“And it might strike me that you wouldn’t,” retorted Blick, with a sly glance at his man. “I’ve learnt a good deal since I came into these parts. You’d a pretty good grudge against Guy Markenmore yourself, eh?”
Roper scowled more darkly than before.
“Don’t know nothing certain about how he come by his end, anyhow,” he muttered. “And as to grudges, there’s them around here as knows how that varmint treated I! Ain’t a decent man, same as what I’ve been, a right to have his feelings about another man as treated him bad?”
“You’ve the same right to your feelings that every other man has,” agreed Blick. “Who says you haven’t?”
Roper looked somewhat mollified.
“Well,” he remarked slowly, “’cause o’ such feelings as I do have, I ’oodn’t ha’ lifted a finger to presarve that man! He got what such-like desarves! But I ain’t no, what you might call certain idea whatever who he got it from.”

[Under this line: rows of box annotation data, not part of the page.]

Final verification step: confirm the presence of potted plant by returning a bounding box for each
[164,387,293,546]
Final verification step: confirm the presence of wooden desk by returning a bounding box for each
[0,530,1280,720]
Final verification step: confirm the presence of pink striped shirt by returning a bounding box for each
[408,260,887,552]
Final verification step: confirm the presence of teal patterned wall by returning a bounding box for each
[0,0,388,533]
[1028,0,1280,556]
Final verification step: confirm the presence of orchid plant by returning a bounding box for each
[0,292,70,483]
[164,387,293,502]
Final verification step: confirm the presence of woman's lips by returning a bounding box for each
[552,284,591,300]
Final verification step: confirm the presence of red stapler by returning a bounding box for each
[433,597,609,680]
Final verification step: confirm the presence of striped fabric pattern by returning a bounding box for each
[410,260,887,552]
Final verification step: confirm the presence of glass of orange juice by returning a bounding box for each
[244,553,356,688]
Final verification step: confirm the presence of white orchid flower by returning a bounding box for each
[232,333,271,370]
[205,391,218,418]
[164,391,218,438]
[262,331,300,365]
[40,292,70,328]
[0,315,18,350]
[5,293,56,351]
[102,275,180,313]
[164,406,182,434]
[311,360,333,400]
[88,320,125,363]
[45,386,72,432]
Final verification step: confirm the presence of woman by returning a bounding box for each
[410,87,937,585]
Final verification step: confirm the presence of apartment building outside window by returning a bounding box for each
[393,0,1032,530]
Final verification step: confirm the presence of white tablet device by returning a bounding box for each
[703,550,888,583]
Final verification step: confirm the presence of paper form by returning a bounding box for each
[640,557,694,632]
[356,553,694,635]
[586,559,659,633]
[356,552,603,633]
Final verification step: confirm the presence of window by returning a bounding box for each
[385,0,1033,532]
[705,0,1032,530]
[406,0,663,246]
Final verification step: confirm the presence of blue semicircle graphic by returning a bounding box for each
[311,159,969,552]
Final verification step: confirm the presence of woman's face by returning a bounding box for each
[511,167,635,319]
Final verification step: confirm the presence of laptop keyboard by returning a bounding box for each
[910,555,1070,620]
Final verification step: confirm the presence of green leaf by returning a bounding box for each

“You mean—if it comes to precise particulars,” insinuated Blick. “But now look here, Roper. You knock about a good deal round this part, early and late, and I guess you’ve a pair of sharp eyes and a pair of sharp ears as well. Guy Markenmore’s dead!—good riddance to him, if you like!—I don’t care, I’m sure. But what’s it matter if you, if you have any knowledge of any sort about him, just before his death, if you let it out—especially if it’s made worth your while? For instance—in going about, as you do, have you ever seen anything suspicious, or met any suspicious characters? Have you ever heard or seen anything out of the common?”
Roper looked from one visitor to another. The Professor, smoking a cigar, was watching him attentively.
“Ain’t heard nothing about it’s being worth anybody’s while to tell anything as they might chance to know,” said Roper suddenly.
Blick silently drew out his copy of the reward bill and handed it to the woodman; the Professor, keenly attentive, saw Roper’s eyes brighten at sight of the heavy type in which the particulars of Mrs. Braxfield’s reward were printed. He drew his heavy brows together as he laboriously read through the offer.